The presence of nanowebs between electrospun fibers has the potential to improve the properties or widen the applications of the membrane. Pant 2015 showed that inter-fibers nanowebs from adding small amount of methoxy poly(ethylene glycol) (MPEG) oligomer to nylon-6 solution was able to increase the mechanical strength of the membrane. The improvement in mechanical strength has been attributed to the inter-connected nanowebs forming linkages between primary electrospun fibers. Li et al (2016b) demonstrated the use of such membrane for microfiltration. Using electrospun polyvinylidene fluoride (PVDF) with tetrabutylammonium chloride (TBAC) added, the resultant membrane was able to reject 99.9% of 300 nm polystyrene particles and a high pure water flux of 2.88 x 10⁴ L.m^-2h^-1 under the pressure of 25 psi. With electrospun PVDF membrane without the nanowebs, the rejection was only 46%. Despite the good rejection rate, more studies are needed to determine the drop in flux as the particles accumulates and the recovery capability of this membrane.
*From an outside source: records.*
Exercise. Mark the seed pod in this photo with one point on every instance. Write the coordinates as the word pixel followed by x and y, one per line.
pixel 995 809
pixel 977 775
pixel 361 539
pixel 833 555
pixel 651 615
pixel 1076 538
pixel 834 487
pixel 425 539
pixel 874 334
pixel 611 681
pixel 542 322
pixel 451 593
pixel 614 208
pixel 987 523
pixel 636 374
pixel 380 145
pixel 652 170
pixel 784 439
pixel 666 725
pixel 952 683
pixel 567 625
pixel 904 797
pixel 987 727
Field emission scanning electron microscopy (FE-SEM) images of polyvinylidene fluoride (PVDF) nanofiber membranes with different tetrabutylammonium chloride (TBAC) concentration: (a) no salt (pure PVDF); (b) 0.05 mol.L-1 polyvinylidene fluoride tree-like nanofiber membrane-1 (PVDF-TLNMs-1); (c) 0.10 mol.L-1 (PVDF-TLNMs-2); and (d) 0.15 mol.L-1 (PVDF-TLNMs-3) (the inset is the pore size distribution of the membrane). [Li et al Nanomaterials 2016; 6: 152. This work is licensed under a Creative Commons Attribution 4.0 International.]